Enable Realtemp's log so you know how long it ran before crashing next time.


----------



## pc-illiterate

Quote:


> Originally Posted by *ARandomOWl*
> 
> Enable Realtemp's log so you know how long it ran before crashing next time.


open prime's folder and check results.txt


----------



## VanGosroth

[Wed Apr 11 09:52:57 2012]
Self-test 2800K passed!
Self-test 2800K passed!
[Wed Apr 11 09:59:52 2012]
Self-test 320K passed!
Self-test 320K passed!
Self-test 320K passed!
Self-test 320K passed!
Self-test 320K passed!
*[Wed Apr 11 10:05:12 2012]*
Self-test 320K passed!
*[Wed Apr 11 17:08:49 2012]*

Crashed around 10:05 AM.

Almost 14 hours stable.


----------



## inflatablemouse

Click to see full image. 4.8GHz @ 1,4v, hyper threading disabled, 12 hours and still going. I'll post another one at 24 hours.


----------



## di inferi

Hey guys, I am currently stress-testing my 4.5 overclock. I ran the 1344 and 1792 FFTs in Prime95 and just finished 30 min of blend. If you guys have a couple minutes to spare to look over what I have done so far I would appreciate it greatly. I would like to catch any errors before I dive into a 6 or 12 hour stress test.

Little info:
i5 2500k
Asus Maximus 4 genez/gen3
Corsair Vengeance 8GB 1866
HX750
XFX 7870 (Not that it is important at this stage but it brought me back to re-stabilizing this OC!)

I had originally made very minor adjustments following basic OCing tutorials from the Maximus 4 owners club and the Asus forums. After what I initially found as a stable OC at 4.6 1.36V I continued to receive crashes under load while playing various games. I was initially able to run the 7870 above stock settings with my CPU and RAM OC (up to 1866 from discovered 1333 respectively). I dropped the OC on the CPU to 4.5 and had more luck. I was able to bench 3DMark 11 with 4.5 Ghz and 1225 / 1450 on the 7870 and scored a respectable +7700. This did not last long. Now any clocks above 1150 / 1350 on the 7870 and my system will crash; losing video output, sound continues momentarily, and I am either forced to reboot or the system locks.

So, I am redoing my OC... from scratch. I followed the tutorial by munaim1 in post #2250 practically to the letter. I would like to know once and for all whether this is my CPU OC causing the system crash.... or just my video card. Oh, and I would like a much more stable system obviously!

Here is what I have so far: (Please note- I am currently running the memory at 1333 instead of 1866. How should I adjust to achieve stability?)

Is it better to adjust through the Asus suite or the EFI? Do they make corrections to one another?

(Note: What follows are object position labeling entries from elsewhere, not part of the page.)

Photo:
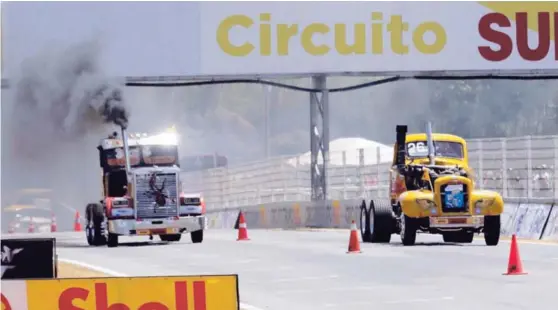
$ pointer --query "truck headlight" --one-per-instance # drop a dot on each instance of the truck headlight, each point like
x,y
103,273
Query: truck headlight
x,y
484,203
426,204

During blend CPUZ registered core voltage @ 1.344 with drops to 1.336. Coretemp registered @ 1.3661 (did not see a core voltage indicator in realtemp 3.70) EFI set @ 1.335 reading 1.344 How should I adjust LLC?

My PLL is auto 1.8+ . Should this be modified?

Sorry for spamming the thread with photos.




























Overall my temps have decreased by several degrees. Core 4, typically runs the hottest, has decreased by about 5-6 C full load!









If I have missed anything please don't hesitate to suggest or correct anything I have done!

My next steps will be to run the memory at 1866 from the 1333 so I would like a little guidance there as well. At my current settings if I set the memory at 1866 I get an immediate crash at windows start up or a bsod prior so fast that I can't see what the code is. Should I increase VCCSI?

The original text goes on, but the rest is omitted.